Option C — Hybrid: in-place EN translation + introduce a thin prompt-loader for future extraction

What: Translate in-place now; also add a no-op _load_prompt(...) helper that just returns the literal, with a comment hinting at future externalization.

Trade-offs:

  • Sets a future migration path.
  • Adds an indirection that has no caller variance today — premature abstraction. Steering-tech.md explicitly discourages this style.
  • Larger diff, more reviewer surface, no behavioural benefit over Option A.

4. Effort & Risk

  • Effort: S (13 days). Six string literals plus two helper bodies; no schema, no API, no dependency changes. Sister-spec implementations completed in single commits (0806832, 9d1d29b).
  • Risk: Low. Translation is text-only; the JSON output contract, public API, and get_language_instruction() mechanism are all preserved.

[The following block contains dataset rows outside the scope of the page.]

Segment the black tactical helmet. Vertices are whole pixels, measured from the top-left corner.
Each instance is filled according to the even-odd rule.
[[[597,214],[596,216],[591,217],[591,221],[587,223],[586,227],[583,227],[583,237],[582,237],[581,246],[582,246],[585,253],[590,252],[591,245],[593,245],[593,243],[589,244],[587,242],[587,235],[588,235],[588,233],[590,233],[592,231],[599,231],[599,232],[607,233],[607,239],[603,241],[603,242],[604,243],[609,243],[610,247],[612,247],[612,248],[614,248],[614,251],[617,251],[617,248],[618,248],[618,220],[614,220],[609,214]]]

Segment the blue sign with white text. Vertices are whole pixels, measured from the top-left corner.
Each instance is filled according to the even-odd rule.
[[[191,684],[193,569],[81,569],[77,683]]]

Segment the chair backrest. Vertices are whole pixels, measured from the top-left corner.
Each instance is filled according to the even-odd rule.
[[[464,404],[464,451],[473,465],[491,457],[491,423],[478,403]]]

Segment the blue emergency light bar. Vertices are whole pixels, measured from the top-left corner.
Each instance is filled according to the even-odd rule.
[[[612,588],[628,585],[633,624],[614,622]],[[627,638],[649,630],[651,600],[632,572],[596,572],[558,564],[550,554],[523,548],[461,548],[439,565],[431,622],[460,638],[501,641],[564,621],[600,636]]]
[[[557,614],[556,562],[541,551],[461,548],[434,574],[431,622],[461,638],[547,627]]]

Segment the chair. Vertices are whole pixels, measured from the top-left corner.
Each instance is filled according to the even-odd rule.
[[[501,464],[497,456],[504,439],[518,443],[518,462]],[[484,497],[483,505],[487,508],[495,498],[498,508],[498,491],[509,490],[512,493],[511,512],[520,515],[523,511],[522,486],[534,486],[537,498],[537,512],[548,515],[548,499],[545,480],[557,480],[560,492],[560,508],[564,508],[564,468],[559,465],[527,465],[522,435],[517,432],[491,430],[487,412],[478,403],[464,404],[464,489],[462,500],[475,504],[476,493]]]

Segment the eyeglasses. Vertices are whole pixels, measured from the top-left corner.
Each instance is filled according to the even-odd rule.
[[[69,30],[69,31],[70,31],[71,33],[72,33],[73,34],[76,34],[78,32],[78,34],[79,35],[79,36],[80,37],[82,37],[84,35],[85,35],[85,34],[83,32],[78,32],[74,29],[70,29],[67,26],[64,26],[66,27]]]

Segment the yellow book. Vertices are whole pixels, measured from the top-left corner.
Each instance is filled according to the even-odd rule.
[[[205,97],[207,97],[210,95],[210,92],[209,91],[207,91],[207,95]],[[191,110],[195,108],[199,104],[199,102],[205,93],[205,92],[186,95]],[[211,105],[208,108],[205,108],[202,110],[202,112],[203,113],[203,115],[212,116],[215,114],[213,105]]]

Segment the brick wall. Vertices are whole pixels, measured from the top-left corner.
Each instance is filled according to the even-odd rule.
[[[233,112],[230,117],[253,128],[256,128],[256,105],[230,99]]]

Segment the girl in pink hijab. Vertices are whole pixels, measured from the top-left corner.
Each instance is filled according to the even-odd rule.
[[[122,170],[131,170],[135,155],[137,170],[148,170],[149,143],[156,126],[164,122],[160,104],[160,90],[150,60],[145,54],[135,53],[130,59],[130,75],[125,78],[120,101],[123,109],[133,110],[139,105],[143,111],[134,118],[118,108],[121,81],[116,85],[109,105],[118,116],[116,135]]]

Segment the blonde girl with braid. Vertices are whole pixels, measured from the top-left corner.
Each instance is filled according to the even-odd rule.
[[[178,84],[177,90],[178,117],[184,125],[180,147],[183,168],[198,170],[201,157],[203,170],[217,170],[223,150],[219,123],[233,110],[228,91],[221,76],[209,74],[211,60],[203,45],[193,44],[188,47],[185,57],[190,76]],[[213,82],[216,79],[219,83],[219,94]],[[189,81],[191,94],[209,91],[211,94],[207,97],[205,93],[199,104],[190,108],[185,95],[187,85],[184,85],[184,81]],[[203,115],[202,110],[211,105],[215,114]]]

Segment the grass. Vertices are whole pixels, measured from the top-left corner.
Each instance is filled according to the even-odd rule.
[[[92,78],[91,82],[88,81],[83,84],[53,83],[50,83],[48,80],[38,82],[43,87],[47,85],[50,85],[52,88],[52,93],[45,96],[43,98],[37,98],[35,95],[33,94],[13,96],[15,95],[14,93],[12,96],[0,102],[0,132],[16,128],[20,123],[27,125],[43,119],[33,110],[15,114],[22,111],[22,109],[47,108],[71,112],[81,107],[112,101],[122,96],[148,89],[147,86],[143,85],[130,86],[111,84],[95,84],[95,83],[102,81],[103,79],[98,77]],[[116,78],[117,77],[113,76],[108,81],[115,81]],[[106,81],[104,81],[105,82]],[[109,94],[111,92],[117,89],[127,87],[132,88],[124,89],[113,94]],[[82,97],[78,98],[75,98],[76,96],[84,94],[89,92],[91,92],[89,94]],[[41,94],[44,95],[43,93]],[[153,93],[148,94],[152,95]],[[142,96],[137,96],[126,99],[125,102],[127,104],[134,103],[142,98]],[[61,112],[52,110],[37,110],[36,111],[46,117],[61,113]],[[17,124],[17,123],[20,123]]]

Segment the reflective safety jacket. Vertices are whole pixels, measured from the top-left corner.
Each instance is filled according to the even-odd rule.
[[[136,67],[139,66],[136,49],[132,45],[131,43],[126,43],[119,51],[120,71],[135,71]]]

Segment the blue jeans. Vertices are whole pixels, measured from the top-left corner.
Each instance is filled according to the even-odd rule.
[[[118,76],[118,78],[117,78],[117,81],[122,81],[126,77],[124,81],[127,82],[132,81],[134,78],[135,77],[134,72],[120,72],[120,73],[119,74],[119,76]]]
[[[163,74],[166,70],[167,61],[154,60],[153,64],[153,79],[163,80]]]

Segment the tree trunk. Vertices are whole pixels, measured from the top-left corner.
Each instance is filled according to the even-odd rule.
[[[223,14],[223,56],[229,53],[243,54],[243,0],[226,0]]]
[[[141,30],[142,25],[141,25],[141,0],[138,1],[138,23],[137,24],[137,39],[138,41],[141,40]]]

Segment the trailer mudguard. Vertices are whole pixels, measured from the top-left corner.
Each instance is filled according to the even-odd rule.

The only behavioural risk is the LLM emitting different lexical choices for the same fields — this is the intended effect (English-flavoured output under Accept-Language: en).

5. Recommendation for Design Phase

  • Preferred approach: Option A. Match the sister-spec pattern (0806832, 9d1d29b) for reviewer continuity.

  • Key decisions to lock in design:

    1. Wording style: Mirror the conversational/imperative style of oasis_profile_generator and ontology_generator post-translation prompts — e.g. "You are a social-media simulation expert. ..." rather than direct word-for-word ports of the Chinese.
    2. Default-path reasoning strings (R6): Translate the two literals to English ("Default circadian-pattern config (1h per round)" and "Used default config"). Keep them locale-agnostic since they only fire on LLM failure, where locale is moot. This avoids a forever-Chinese leak into a generation_reasoning joined with English content.
    3. Verification harness (R8): Use a lightweight fixture-only check (compile, regex for Chinese in prompt strings, render the prompts with stub data and assert interpolation completeness). No end-to-end OASIS run unless the reviewer requests it.
    4. Wording for the IMPORTANT: directives: Keep the constraint semantics identical; allow light wording polish so the directive flows naturally after a now-English system prompt (e.g. drop the IMPORTANT: redundancy if the translated system prompt already encodes the constraint, or move the directive to be inline with the rest of the system prompt).
  • Research items to carry: confirm verification scope (fixture vs. live) with implementation reviewer; if live is required, the sandboxed environment must have LLM_API_KEY, Neo4j, and a seed file available — none of which are guaranteed in this run.